C’est aussi satisfaisant de jouer, malgré ce manque de défi évident. En effet, l’un des principaux facteurs du déclin éventuel du jeu d’aventure a été l’ennui avec des énigmes de plus en plus abstruses et des contrôles pointilleux. Loom propose plutôt des énigmes largement logiques, n’obligeant pas les joueurs à écraser des objets au hasard ou à cliquer sur tout l’écran. À la place, les joueurs rencontrent des sorts, sous la forme de mélodies à quatre notes ou de « brouillons », dans le monde et doivent déterminer leur utilisation correcte.

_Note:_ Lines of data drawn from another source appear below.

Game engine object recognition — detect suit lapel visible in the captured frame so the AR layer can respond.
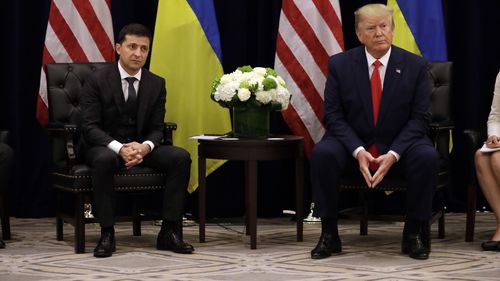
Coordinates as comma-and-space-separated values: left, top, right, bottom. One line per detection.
108, 63, 125, 114
378, 46, 404, 124
354, 46, 374, 125
137, 68, 151, 133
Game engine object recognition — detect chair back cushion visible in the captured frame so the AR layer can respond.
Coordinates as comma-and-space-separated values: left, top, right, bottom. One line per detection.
45, 62, 108, 170
0, 130, 9, 143
45, 62, 107, 125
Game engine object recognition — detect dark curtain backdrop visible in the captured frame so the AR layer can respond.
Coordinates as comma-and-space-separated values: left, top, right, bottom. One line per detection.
0, 0, 500, 217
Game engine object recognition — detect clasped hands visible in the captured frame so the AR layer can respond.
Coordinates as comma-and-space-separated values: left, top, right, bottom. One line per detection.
120, 142, 151, 169
357, 150, 396, 188
484, 135, 500, 148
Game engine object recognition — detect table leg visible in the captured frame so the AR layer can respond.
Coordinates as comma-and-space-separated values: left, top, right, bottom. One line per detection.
245, 160, 257, 249
198, 154, 206, 243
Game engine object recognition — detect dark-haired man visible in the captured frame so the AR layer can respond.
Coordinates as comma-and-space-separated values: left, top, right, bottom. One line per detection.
81, 23, 194, 257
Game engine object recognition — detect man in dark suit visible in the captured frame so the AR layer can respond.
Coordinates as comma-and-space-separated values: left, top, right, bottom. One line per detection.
311, 4, 438, 259
81, 24, 194, 257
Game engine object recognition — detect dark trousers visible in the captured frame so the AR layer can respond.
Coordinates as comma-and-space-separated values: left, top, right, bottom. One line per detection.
311, 136, 438, 221
86, 145, 191, 227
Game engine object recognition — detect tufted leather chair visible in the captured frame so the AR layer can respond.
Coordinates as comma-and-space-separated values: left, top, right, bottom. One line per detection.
0, 130, 10, 240
46, 63, 176, 253
339, 62, 453, 249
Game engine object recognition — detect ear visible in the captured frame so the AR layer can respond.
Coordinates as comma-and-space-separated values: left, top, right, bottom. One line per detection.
356, 30, 364, 44
115, 43, 122, 55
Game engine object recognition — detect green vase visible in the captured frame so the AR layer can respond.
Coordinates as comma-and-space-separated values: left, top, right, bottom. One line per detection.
233, 106, 269, 138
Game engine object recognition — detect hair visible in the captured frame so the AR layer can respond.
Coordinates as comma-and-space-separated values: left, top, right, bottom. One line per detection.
354, 4, 394, 30
117, 23, 151, 44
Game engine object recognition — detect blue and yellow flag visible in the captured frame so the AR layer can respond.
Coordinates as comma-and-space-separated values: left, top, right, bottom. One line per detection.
387, 0, 448, 61
150, 0, 231, 192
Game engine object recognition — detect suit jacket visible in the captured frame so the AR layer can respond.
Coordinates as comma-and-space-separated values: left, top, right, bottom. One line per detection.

Parfois, ils doivent utiliser leur connaissance croissante du système de conscription pour créer des arrangements de sorts entièrement nouveaux dotés de pouvoirs entièrement nouveaux. Loom ne s’attend pas à ce que quiconque doive penser comme un concepteur de jeux machiavélique, ou comme un musicien, mais d’après mon expérience, les adultes et les enfants se sentent intelligents et engagés. C’est essentiellement ludique : vous jouez avec une poignée de notes et vous les réorganisez de manière intéressante. Il est difficile de ne pas se laisser emporter par cela.
À l’époque de Loom, les jeux familiaux et les jeux pour adultes étaient moins clairement distingués, ce qui signifie qu’il était facile de trouver des jeux pouvant satisfaire tout le monde. Sonic the Hedgehog était apprécié des joueurs de tous âges. Les versions britanniques comme Lemmings, Worms et Theme Hospital avaient un humour ironique qui encourageait de nombreux types de joueurs à s’impliquer. Bien sûr, aucun de ces jeux n’avait beaucoup de narration. Pourtant, même quelque chose basé sur une histoire comme Final Fantasy 7 semblait bien présenté aux jeunes et aux moins jeunes avec son équilibre de modèles mignons, de haute énergie et de thèmes profonds.
Malheureusement, les jeunes joueurs sont désormais souvent considérés comme des mini-consommateurs, censés aspirer tous les jeux Lego, mendier leurs parents pour des skins Fortnite et jouer à du contenu bâclé sur Roblox. Cela rend les années 90 particulièrement dignes de nostalgie, étant donné que même les jeux ludo-éducatifs de l’époque étaient bons, montrant un véritable respect pour les enfants et leur temps. George Lucas, une fois de plus, a été l’un des rares contributeurs dans ce domaine avec sa division Lucas Learning, en publiant des jeux comme Star Wars : Droidworks, inspiré de la physique. Droidworks a d’ailleurs été abandonné en 1998, la même année où Half-Life et Metal Gear Solid ont débarqué et ont poussé le jeu vers des expériences plus adultes avec une orientation narrative.
Aujourd’hui semble être le moment idéal pour que Loom ait une autre chance. De nombreux jeux plus anciens font leur retour et montrent à quel point cette époque antérieure pouvait être intrigante et ludique. Tomb Raider I – III Remastered a reçu un accueil extrêmement positif dans tous les domaines, même s’il peut sembler tellement en décalage avec les titres modernes. De la même manière, Grim Fandango peut comporter des énigmes délicates, mais son remaster a montré qu’il était toujours convaincant et unique et que les gens l’apprécient.
La version la plus complète de Loom n’a jamais été publiée en dehors du Japon, et une version occidentale pourrait donc être une bonne chance pour le jeu d’être plus qu’un obscur régal culte. Cela le mérite. Dans l’état actuel des choses, Loom est à la fois une aventure intemporelle et un rappel d’une approche perdue du design.
Il n’existe plus d’équivalent direct de LucasArts, un développeur et éditeur donné carte blanche par un propriétaire milliardaire pour produire des jeux axés sur l’émerveillement et l’esprit. Loom est court et mémorable. Il reste avec les joueurs longtemps après la fin du générique. Écoutez attentivement et le mythe de la création semble nous dire qu’aucun aspect du passé n’est vraiment perdu à jamais.